Sunday, September 4, 2011

Made Over 1.

Driving home from church this morning I talked with my brother in law as I drove, listening to the previous night's escapades of catching up with old friends. Seems my brother in law called it a night earlier than the rest of them and I picked on him for being "a light weight". I even carried it on a little further and continued my insults, friendly picking and nothing out of the ordinary for our relationship. But his response was different then the usually bantering back he says, "This is how you talk when you just got out of church? oh you Catholic keeping up with the guilt and…"

Here is where I was interrupted, as I typed, by my father. Not wanting him to see that I was writing, for fear he would ask to read it, I stopped and "x'd" out.

I don't remember the rest of the conversation from the car very clearly for as you will read something far more serious happened that day. The point I was getting at, I think, was that how pathetically sinful I am and he assumed that church is supposed to make me saintly. I vowed to remember we are Christ's hands and His words. How can I accomplish what I am set out to do while picking and teasing? How I wished I could explain that "church is for sinners". Whatever it was that I was aiming to get across to myself, to him and to you is heavily overshadowed by the events of that day.

After church and after picking on my tough enough brother in law I was in a mood. I was in the kind of mood I think many poor women must get into. In church all around me, in the pews, under the pews and throughout the pews all I saw was clean, and it wasn't my fmaily. Within my own family I saw, ragged hems, worn knees, stained fronts, smelly shoes, messy hair, mismatched socks, used clothes, used purse, used books, sweaty hats, dusty lives, unclipped fingernails, and faded colors. I desired a clean, white, shiny, crisp t-shirt, I wanted a life make-over.

After church that day my parents treated us all to a new bakery along with our friends, we cleared out the shop of every morsel of sweet and frosted goodness they had. We sat in the grass in the back. We drank coffee, they all talked about life while I wished for a new one. After my eldest son broke a chair that I'd asked him not to sit in and we boxed the leftovers we chatted in the parking lot, "What are you doing later today?" Catherine asked. I replied, "Can you come over and give me a make over, a LIFE makeover?"
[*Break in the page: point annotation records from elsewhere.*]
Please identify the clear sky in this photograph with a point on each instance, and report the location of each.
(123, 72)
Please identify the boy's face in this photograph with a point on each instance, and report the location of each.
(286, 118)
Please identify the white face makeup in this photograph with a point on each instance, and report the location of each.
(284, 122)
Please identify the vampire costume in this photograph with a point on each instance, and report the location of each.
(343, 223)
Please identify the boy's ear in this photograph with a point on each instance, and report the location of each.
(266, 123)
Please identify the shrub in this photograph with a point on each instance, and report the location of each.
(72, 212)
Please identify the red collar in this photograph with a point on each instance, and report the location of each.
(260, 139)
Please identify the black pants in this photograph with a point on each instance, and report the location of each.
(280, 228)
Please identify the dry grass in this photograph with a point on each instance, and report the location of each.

I went home and continued with my dragging my feet attitude. I called my sister, "I need a life make over!" No one seems to take me seriously, they think I am melodrammatic and carry on, but I don't say things like that unless I think I mean them. She asks what it is that I want and I flippently say " a clean white shirt…" and then she carries on with all sorts of ways to achieve this, visualize the shirt.
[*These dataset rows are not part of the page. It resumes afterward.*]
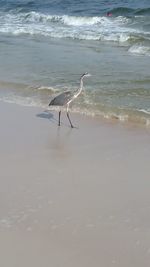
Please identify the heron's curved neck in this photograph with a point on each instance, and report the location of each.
(80, 86)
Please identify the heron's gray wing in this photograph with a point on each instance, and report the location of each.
(62, 99)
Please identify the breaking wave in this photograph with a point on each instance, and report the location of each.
(102, 28)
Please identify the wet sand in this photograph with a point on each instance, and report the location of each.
(72, 197)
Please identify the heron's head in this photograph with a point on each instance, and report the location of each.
(86, 74)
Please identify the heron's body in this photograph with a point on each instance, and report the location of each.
(65, 98)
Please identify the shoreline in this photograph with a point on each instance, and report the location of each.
(72, 197)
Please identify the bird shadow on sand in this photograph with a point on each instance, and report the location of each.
(50, 116)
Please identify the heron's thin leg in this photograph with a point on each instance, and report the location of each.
(59, 118)
(69, 117)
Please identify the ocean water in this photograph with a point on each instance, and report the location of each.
(46, 45)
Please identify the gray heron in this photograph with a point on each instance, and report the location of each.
(65, 98)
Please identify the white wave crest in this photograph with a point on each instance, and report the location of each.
(83, 28)
(140, 49)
The thing is I don't have the time or money for what I am looking for and maybe I am looking for an illusion?

I fussed about the lack of housing possibilities, I cried as I put my baby down for a nap, feeling extremely sorry for myself. Later that day, in an attempt to bring some joy to the day, we took the kids to the beach for a picnic dinner. We hadn't even made it to the shoreline before we got a phone call, within an hour my husband was fatherless, my children grandpa-less. This was not the make over I was looking for.